Раздался сильный стук в окно. С улицы кто-то кричал:

— Эй, хозяйка! Эй, Василиса! Выдь-ка на улицу. Старая боярыня меня до тебя прислала.

— Что ещё за беда с нами стряслась? — прошептала крестьянка, оставляя кочергу.

Накинув зипун, она выбежала из избы.

— Это я, Филатыч, стремянный[2] покойного князя Петра Фёдорыча. Али не узнала? Тебе счастье привалило. Наш княжич Никита едет в Москву грамоте учиться и пристал к боярыне, что хочет-де с собой взять твоего Микитку: «Не поеду, говорит, без него, сбегу с дороги».

— Да на что он ему дался? — стала голосить Василиса. — Какое же это счастье! Завезут моего Микитку в Москву да и отдадут в чужие руки! И никогда его я больше не увижу! Лучше бы он дома помер — хоть могилка от него осталась бы! Было бы где по нём поплакать и материнской тоской убиваться! Вот она, наша доля холопская: по воле боярина от дома родного отрывают! Что теперь с бедным Микиткой станет! Кто его пожалеет!

— Брось ты, хозяйка, голосить! Рано его хоронить. Это царский приказ…

— Царский приказ!.. Ой, горюшко наше! — воскликнула, всплеснув руками, Василиса и заголосила ещё пуще.

А Филатыч спокойно продолжал:

— Ну, скажем, царский приказ! Тебе-то чего пугаться? Говорится в приказе, чтобы смышлёные ребята при церквах грамоте учились. У царя ведь большое царство растёт. Ему теперь много надо и дьяков и подьячих. Земли прибавилось, а грамотеев-то нет. Кто будет подсчитывать дани да оброки?
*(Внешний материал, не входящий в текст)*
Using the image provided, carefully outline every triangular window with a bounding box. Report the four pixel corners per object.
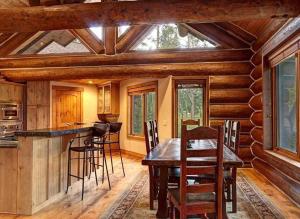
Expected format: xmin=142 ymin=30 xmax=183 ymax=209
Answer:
xmin=118 ymin=25 xmax=130 ymax=38
xmin=90 ymin=26 xmax=104 ymax=41
xmin=133 ymin=24 xmax=215 ymax=51
xmin=15 ymin=30 xmax=91 ymax=55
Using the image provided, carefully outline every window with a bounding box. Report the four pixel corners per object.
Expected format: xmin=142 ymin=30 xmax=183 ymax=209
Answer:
xmin=272 ymin=50 xmax=299 ymax=158
xmin=128 ymin=82 xmax=157 ymax=138
xmin=173 ymin=79 xmax=207 ymax=137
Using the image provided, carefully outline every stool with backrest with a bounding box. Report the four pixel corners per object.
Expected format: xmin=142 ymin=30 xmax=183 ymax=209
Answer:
xmin=168 ymin=125 xmax=224 ymax=219
xmin=224 ymin=120 xmax=240 ymax=213
xmin=105 ymin=122 xmax=125 ymax=176
xmin=66 ymin=134 xmax=99 ymax=200
xmin=90 ymin=123 xmax=111 ymax=190
xmin=144 ymin=120 xmax=180 ymax=210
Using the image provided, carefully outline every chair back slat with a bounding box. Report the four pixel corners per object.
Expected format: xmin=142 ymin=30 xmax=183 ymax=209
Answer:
xmin=228 ymin=121 xmax=240 ymax=154
xmin=186 ymin=202 xmax=215 ymax=213
xmin=224 ymin=120 xmax=232 ymax=147
xmin=152 ymin=120 xmax=159 ymax=145
xmin=144 ymin=121 xmax=155 ymax=153
xmin=186 ymin=166 xmax=216 ymax=175
xmin=182 ymin=119 xmax=201 ymax=126
xmin=187 ymin=183 xmax=216 ymax=193
xmin=180 ymin=125 xmax=224 ymax=218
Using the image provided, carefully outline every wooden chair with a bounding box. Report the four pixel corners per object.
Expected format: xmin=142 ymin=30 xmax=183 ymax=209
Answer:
xmin=224 ymin=120 xmax=240 ymax=213
xmin=144 ymin=121 xmax=179 ymax=210
xmin=168 ymin=125 xmax=224 ymax=219
xmin=181 ymin=119 xmax=201 ymax=126
xmin=224 ymin=120 xmax=232 ymax=147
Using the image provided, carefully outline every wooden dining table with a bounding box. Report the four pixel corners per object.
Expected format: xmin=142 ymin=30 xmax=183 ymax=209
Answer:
xmin=142 ymin=138 xmax=244 ymax=218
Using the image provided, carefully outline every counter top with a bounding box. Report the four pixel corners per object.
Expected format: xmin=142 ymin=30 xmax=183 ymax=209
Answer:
xmin=15 ymin=123 xmax=94 ymax=137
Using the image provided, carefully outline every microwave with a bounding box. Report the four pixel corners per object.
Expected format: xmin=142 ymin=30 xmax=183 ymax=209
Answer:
xmin=0 ymin=103 xmax=22 ymax=121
Наш княжич Никита тоже ревмя ревёт: не хочет ехать учиться в Москву, — а всё же сегодня поедет.

— Ну и пускай едет, а моего Микитку чего тащит?

— Твой Микитка — паренёк бойкий: он и силки поставит, и сеть сплетёт, и на дудочке играть умеет. Всему его дед Касьян Гаврилыч научил. Я не знаю, что ли! Так чего ему дома сиднем сидеть? Пускай едет с князьком: подле него он не только будет его ярыжкой[3], а и сам грамоте научится… Эй, Микитка, поди-ка сюда!
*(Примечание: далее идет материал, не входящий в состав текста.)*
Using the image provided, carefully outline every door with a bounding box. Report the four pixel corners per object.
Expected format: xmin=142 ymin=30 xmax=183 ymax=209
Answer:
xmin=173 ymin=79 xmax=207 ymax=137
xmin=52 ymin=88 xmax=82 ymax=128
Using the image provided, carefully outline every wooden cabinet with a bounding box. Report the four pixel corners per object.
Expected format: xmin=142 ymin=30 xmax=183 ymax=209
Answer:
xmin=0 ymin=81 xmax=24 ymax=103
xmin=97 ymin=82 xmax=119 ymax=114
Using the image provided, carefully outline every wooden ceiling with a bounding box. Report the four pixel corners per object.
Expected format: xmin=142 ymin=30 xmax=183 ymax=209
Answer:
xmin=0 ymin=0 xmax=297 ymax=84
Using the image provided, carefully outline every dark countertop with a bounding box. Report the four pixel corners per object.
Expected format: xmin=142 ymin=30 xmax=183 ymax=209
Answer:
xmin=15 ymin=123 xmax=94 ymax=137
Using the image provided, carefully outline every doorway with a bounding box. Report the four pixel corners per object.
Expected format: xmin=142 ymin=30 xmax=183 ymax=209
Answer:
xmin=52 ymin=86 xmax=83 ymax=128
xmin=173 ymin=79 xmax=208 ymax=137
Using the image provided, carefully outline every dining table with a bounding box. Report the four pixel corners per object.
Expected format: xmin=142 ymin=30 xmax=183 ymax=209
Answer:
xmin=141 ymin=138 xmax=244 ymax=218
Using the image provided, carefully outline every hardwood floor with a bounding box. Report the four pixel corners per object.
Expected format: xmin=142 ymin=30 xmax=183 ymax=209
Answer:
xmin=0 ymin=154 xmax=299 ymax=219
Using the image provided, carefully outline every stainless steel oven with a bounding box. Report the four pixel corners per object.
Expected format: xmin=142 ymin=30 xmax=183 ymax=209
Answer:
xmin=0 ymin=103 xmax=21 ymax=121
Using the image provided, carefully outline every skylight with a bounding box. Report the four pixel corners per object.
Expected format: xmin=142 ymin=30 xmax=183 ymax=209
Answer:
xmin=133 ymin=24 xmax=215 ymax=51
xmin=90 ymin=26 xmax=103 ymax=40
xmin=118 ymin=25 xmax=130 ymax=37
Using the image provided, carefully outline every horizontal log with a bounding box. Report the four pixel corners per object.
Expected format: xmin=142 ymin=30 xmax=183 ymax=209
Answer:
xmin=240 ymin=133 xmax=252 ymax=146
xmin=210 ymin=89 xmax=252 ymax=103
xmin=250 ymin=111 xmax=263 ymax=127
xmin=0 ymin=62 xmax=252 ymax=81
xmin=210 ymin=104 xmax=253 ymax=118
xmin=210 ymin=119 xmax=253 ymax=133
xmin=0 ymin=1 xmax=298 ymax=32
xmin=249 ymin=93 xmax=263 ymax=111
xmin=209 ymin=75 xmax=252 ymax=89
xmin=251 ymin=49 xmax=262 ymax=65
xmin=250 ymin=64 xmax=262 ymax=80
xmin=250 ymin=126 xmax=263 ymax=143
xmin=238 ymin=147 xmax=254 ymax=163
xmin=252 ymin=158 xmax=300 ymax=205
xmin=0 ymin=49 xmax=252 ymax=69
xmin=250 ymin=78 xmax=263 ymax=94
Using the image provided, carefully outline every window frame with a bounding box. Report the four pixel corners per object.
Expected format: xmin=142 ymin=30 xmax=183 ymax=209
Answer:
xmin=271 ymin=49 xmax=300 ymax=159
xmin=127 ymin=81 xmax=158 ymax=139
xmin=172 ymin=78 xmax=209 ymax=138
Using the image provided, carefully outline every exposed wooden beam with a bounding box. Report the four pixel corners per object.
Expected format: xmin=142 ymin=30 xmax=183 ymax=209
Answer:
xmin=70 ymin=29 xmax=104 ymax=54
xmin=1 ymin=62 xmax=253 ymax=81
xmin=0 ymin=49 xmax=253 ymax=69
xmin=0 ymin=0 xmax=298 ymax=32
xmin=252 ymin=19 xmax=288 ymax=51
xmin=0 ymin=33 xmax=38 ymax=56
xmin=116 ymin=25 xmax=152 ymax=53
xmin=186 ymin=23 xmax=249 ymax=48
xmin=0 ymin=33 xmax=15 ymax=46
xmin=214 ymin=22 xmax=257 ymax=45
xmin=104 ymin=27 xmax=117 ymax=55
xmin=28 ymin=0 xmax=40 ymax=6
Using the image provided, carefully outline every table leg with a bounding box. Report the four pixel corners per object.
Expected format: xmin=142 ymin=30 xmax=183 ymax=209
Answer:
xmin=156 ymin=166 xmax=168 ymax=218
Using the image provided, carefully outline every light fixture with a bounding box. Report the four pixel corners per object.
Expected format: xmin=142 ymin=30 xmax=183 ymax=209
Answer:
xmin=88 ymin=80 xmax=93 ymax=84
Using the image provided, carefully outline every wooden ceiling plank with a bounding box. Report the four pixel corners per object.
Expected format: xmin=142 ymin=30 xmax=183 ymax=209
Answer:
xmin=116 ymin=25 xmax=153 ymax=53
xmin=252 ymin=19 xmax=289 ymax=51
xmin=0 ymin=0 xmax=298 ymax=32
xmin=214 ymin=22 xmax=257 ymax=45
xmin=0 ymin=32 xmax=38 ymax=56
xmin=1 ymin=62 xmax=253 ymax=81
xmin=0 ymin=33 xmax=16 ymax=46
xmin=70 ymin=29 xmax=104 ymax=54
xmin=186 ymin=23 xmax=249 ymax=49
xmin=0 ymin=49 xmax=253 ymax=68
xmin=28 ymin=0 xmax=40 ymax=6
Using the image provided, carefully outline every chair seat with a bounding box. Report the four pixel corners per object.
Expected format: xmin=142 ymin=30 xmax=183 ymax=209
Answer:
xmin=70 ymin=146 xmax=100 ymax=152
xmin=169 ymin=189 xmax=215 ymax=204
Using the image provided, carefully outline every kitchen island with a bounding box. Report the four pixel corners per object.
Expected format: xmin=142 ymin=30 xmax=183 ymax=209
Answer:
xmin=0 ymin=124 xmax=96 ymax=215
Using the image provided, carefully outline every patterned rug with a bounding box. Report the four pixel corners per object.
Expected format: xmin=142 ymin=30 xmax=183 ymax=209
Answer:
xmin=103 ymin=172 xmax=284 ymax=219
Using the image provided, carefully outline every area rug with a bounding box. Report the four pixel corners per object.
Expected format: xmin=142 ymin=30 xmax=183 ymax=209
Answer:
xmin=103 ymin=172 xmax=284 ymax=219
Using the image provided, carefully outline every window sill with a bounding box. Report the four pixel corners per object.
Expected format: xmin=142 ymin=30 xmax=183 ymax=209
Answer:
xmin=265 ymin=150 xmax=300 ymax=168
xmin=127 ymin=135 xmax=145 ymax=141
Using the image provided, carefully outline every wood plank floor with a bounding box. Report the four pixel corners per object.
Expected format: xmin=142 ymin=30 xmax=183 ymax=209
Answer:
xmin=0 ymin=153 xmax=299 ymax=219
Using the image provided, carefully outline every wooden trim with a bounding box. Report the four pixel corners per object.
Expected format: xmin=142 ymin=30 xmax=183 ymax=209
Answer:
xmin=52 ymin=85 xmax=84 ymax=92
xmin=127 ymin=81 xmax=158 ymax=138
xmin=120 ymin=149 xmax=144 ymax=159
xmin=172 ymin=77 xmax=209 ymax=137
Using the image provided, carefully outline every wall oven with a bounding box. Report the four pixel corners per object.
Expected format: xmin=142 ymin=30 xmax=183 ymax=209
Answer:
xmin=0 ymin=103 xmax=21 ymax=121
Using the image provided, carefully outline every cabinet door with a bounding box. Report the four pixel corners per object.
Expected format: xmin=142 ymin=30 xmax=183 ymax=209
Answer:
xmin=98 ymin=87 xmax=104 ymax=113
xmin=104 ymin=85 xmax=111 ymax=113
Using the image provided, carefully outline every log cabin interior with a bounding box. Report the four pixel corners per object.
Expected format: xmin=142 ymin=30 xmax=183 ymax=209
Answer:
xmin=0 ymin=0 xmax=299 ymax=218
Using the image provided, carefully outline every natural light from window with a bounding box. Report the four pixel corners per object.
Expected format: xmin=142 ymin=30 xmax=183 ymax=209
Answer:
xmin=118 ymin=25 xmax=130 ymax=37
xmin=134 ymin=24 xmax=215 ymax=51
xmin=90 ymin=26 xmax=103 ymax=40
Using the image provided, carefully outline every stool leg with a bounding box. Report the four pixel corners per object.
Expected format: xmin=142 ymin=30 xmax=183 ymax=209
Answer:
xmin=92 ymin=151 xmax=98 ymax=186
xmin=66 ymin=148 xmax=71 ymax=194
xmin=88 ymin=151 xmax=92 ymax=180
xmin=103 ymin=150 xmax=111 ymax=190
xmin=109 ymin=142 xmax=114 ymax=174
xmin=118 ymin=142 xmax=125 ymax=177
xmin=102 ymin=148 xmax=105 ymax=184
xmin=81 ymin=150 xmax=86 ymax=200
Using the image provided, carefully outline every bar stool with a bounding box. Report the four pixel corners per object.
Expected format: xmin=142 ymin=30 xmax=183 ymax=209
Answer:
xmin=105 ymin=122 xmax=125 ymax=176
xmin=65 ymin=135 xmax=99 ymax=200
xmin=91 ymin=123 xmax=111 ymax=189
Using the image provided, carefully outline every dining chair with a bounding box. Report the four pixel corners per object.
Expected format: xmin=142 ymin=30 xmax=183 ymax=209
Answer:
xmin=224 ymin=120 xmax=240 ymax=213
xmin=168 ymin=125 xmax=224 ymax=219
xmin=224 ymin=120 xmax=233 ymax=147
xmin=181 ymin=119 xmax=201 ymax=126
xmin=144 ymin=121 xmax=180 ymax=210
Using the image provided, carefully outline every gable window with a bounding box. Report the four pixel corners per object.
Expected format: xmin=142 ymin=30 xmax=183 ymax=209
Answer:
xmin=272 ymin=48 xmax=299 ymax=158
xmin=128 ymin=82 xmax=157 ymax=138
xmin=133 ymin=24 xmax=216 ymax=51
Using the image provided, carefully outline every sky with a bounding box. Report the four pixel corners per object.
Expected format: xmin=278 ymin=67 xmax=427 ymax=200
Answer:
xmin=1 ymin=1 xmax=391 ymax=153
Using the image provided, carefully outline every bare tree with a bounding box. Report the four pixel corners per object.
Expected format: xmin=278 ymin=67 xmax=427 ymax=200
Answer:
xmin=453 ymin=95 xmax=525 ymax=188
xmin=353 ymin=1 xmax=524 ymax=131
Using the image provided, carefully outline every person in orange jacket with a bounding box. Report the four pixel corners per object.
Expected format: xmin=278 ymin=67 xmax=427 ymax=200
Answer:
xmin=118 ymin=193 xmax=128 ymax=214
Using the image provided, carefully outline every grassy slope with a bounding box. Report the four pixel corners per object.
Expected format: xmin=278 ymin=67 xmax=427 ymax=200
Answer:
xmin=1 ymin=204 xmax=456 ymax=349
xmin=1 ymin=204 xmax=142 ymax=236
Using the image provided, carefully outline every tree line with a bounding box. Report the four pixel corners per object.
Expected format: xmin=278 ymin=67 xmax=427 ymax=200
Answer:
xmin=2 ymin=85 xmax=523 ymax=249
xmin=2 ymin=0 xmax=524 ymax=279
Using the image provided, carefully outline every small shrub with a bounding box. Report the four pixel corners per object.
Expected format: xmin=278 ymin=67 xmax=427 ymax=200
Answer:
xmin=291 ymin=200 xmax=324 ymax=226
Микитка вышел на порог избы с взлохмаченными светлыми волосами и блестящими, как у испуганного зверька, глазами.

— Ну, молодец-удалец, собирайся в дорогу! Князинька Никита Петрович едет в Москву и тебя с собой берёт. Такова воля боярская. Вот тебе старая боярыня приказала полушубок заячий выдать и пару лаптей! — Филатыч показал старый, заплатанный полушубок и новые лапти, — Скорее оболакивайся![4] Скоро уже и ехать.
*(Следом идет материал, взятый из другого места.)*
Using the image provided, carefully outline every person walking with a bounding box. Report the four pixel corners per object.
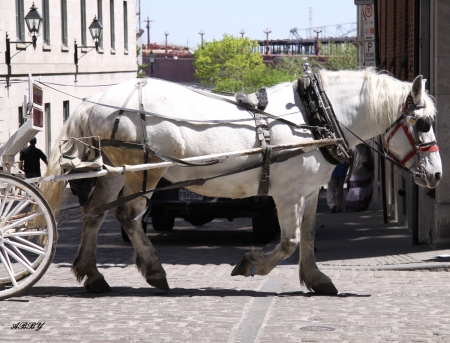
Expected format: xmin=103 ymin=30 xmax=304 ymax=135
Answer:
xmin=345 ymin=142 xmax=374 ymax=212
xmin=19 ymin=137 xmax=48 ymax=178
xmin=327 ymin=162 xmax=349 ymax=213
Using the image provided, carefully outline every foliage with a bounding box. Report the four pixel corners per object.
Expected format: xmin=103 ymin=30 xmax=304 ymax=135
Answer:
xmin=136 ymin=46 xmax=149 ymax=78
xmin=193 ymin=34 xmax=266 ymax=88
xmin=321 ymin=41 xmax=357 ymax=70
xmin=193 ymin=35 xmax=357 ymax=93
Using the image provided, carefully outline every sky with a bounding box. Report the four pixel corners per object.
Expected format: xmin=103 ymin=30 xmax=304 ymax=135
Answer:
xmin=139 ymin=0 xmax=358 ymax=49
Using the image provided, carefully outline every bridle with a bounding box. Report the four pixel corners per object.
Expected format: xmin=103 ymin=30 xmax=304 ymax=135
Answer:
xmin=384 ymin=93 xmax=439 ymax=178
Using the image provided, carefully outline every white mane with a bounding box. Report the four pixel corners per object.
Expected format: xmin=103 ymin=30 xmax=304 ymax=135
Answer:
xmin=319 ymin=69 xmax=436 ymax=133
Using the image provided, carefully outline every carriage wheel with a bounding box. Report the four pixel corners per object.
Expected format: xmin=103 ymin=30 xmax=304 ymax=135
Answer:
xmin=0 ymin=174 xmax=56 ymax=300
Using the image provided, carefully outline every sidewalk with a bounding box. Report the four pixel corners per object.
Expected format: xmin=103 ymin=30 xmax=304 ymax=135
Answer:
xmin=275 ymin=189 xmax=450 ymax=270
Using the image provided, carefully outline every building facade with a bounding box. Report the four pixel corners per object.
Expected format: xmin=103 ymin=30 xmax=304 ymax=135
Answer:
xmin=357 ymin=0 xmax=450 ymax=247
xmin=0 ymin=0 xmax=137 ymax=172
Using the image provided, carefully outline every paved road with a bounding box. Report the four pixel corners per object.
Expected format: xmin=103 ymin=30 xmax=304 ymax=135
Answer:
xmin=1 ymin=191 xmax=450 ymax=342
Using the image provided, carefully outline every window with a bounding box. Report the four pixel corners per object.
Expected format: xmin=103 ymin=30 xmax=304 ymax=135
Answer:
xmin=61 ymin=0 xmax=68 ymax=46
xmin=123 ymin=1 xmax=128 ymax=51
xmin=42 ymin=0 xmax=50 ymax=44
xmin=110 ymin=0 xmax=115 ymax=49
xmin=97 ymin=0 xmax=104 ymax=49
xmin=63 ymin=101 xmax=70 ymax=122
xmin=15 ymin=0 xmax=25 ymax=41
xmin=81 ymin=0 xmax=87 ymax=46
xmin=18 ymin=106 xmax=25 ymax=127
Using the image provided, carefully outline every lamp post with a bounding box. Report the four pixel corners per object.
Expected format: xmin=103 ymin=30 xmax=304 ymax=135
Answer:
xmin=165 ymin=31 xmax=169 ymax=54
xmin=240 ymin=29 xmax=245 ymax=38
xmin=198 ymin=30 xmax=205 ymax=48
xmin=148 ymin=50 xmax=156 ymax=77
xmin=5 ymin=2 xmax=43 ymax=66
xmin=314 ymin=29 xmax=322 ymax=56
xmin=263 ymin=28 xmax=271 ymax=55
xmin=74 ymin=16 xmax=103 ymax=65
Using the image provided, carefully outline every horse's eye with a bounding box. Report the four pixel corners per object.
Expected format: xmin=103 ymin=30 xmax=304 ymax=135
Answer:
xmin=416 ymin=117 xmax=431 ymax=132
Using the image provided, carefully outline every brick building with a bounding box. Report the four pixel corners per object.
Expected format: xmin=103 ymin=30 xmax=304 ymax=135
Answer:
xmin=357 ymin=0 xmax=450 ymax=247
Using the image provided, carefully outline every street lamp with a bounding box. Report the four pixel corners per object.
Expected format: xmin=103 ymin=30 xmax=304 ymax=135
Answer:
xmin=5 ymin=2 xmax=43 ymax=65
xmin=240 ymin=29 xmax=245 ymax=38
xmin=263 ymin=28 xmax=271 ymax=55
xmin=74 ymin=16 xmax=103 ymax=65
xmin=198 ymin=30 xmax=205 ymax=48
xmin=148 ymin=50 xmax=156 ymax=77
xmin=165 ymin=31 xmax=169 ymax=54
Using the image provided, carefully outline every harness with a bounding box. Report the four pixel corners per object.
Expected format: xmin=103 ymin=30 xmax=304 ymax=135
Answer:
xmin=383 ymin=93 xmax=439 ymax=177
xmin=60 ymin=70 xmax=438 ymax=214
xmin=296 ymin=63 xmax=351 ymax=164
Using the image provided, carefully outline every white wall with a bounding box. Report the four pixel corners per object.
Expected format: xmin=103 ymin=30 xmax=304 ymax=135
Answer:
xmin=0 ymin=0 xmax=137 ymax=174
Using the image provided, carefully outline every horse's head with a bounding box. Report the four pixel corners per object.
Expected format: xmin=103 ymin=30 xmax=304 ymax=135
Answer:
xmin=384 ymin=75 xmax=442 ymax=189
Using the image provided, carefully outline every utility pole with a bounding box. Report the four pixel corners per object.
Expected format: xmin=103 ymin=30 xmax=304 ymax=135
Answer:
xmin=165 ymin=31 xmax=169 ymax=54
xmin=199 ymin=30 xmax=205 ymax=48
xmin=263 ymin=28 xmax=271 ymax=55
xmin=143 ymin=17 xmax=154 ymax=49
xmin=314 ymin=29 xmax=322 ymax=56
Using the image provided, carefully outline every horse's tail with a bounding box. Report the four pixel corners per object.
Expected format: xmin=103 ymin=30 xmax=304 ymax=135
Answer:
xmin=38 ymin=92 xmax=104 ymax=217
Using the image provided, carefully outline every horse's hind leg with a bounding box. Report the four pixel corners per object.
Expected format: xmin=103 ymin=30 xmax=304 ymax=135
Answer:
xmin=72 ymin=175 xmax=124 ymax=292
xmin=299 ymin=189 xmax=338 ymax=295
xmin=115 ymin=172 xmax=169 ymax=291
xmin=232 ymin=193 xmax=304 ymax=277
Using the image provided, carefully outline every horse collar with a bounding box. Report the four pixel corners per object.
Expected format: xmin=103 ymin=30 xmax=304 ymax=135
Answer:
xmin=297 ymin=63 xmax=351 ymax=165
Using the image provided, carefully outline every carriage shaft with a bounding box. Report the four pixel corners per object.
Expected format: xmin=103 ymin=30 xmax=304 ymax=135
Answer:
xmin=25 ymin=138 xmax=342 ymax=184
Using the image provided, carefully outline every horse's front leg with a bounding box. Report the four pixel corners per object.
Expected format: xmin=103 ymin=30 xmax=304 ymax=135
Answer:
xmin=72 ymin=175 xmax=124 ymax=293
xmin=231 ymin=194 xmax=304 ymax=277
xmin=299 ymin=189 xmax=338 ymax=295
xmin=115 ymin=171 xmax=169 ymax=291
Микитка обнял мать за шею и ладонями вытирал на её лице слёзы:

— И чего ты, маманя, раньше времени убиваешься? Чего Москвы бояться! Я в лесу даже медведицу с медвежатами встретил и то не испугался: на берёзу влез и отсиделся, пока она не ушла. А коли я буду ходить подле Никиты Петровича, так я одним глазком стану подглядывать, как он грамоту учит, да и сам научусь.

Верно, паренёк! — сказал Филатыч. — В Москве, поди, тоже люди живут и калачи жуют. Слушайте моё слово: сегодня княжич уезжает, и я с ним, а вдогонку за нами пойдёт обоз и повезёт всякой курятины и поросятины на поклон дьячку, что будет ребят учить, — рука бы его высоко замахивалась, да не крепко била! С обозом и поедет Микитка. А ты не думай, малец, что сможешь убежать: тогда тебя так за это розгами исполосуют, что до первых весенних берёзок не придётся ни сесть, ни лечь.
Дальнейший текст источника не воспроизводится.